MRO & Manufacturing
GE Aerospace Q1 2026: LEAP Deliveries Up 60%, $170B Backlog
GE Aerospace reports 60% LEAP delivery growth and a $170B services backlog in Q1 2026 amid supply chain gains.
This article summarizes reporting by Bloomberg Television by Guy Johnson.
GE Aerospace is navigating intense commercial aviation demand and persistent supply chain constraints, reporting a 60 percent increase in LEAP engine deliveries and a $170 billion commercial services backlog during the first quarter of 2026.
Chairman and Chief Executive Officer H. Lawrence Culp Jr. detailed the manufacturer‘s strategic outlook during a June 7, 2026, interview with Bloomberg Television co-anchor Guy Johnson at the 82nd International Air Transport Association (IATA) Annual General Meeting in Rio de Janeiro, Brazil.
Supply chain stabilization drives delivery growth
According to Bloomberg, GE Aerospace has recorded eight consecutive quarters of significant input increases from its critical suppliers. This stabilization supported a sharp rise in first-quarter production, allowing the company to increase LEAP engine deliveries by more more than 60 percent.
During the interview, Culp emphasized a shift in how the engine manufacturer manages its supplier relationships to overcome industry-wide bottlenecks.
We have eight quarters now sequentially where we have seen significant increases in inputs from our critical supplier partners. I think what we’ve actually done is thrown the ‘winning the war’ framework out the window and gotten into deep technical collaborative problem solving.

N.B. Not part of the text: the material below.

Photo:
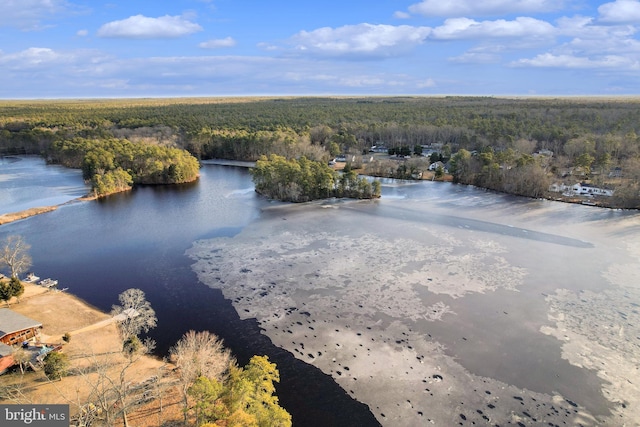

The improved component flow contributed to strong financial results released on April 21, 2026. GE Aerospace reported an 87 percent increase in total orders to $23.0 billion for the first quarter, alongside a 29 percent rise in adjusted revenue to $11.6 billion.
Aftermarket demand outpaces shop visit capacity
The commercial aircraft sector’s reliance on existing fleets has driven unprecedented demand for aftermarket support. GE Aerospace currently holds a $170 billion commercial services backlog. First-quarter services revenues increased by more than 30 percent, while spare parts orders grew by 30 percent, with year-over-year growth rates approaching 40 percent.
Culp told Bloomberg that the surge in aftermarket activity is directly tied to airlines extending the operational life of older aircraft amid new airframe delivery delays.
We’ve seen retirements tick down, we’ve seen engine removals, which are really a precursor to a shop visit, actually tick up at a rate faster than we can complete the shop visits currently.
To manage this volume, Culp noted that the company’s ability to service engines relies heavily on the same supply chain improvements driving new engine production.
There’s no way that we take our LEAP deliveries up over 60% in the first quarter, no way we have our services revenues up over 30%, if we weren’t improving the supply chain.
Investing in open fan architecture
While managing current production and maintenance constraints, GE Aerospace is allocating resources toward future propulsion technologies. The company is developing an open fan architecture designed to power the next generation of narrowbody aircraft.
Culp outlined the timeline and strategic necessity of these investments during the IATA summit, noting that the technology is critical for future fleet requirements.
We need to be investing in 2026 to be ready for that next generation narrow body that may be 10 or 15 years out from where we are today. If we’re not investing today, we’re not ready then. We do think that the open fan architecture will allow us to address those reliability and durability concerns, as well as deliver the next breakthrough in efficiency and sustainability.
AirPro News analysis
The $170 billion services backlog highlights a structural reality in the current commercial aviation market. With airframe manufacturers struggling to meet delivery targets for new narrowbody aircraft, airlines are forced to operate older jets longer than anticipated. This dynamic places immense pressure on the global Maintenance, Repair, and Overhaul (MRO) network.
We view GE Aerospace’s transition from a defensive supply chain posture to collaborative problem solving as a necessary evolution following its April 2024 launch as a standalone aerospace entity. However, Culp’s admission that engine removals are outpacing shop visit capacity indicates that MRO bottlenecks will remain a limiting factor for airline capacity well into the late 2020s. The dual mandate of scaling current LEAP production while funding open fan development for the 2030s will test the company’s capital allocation strategy in the coming years.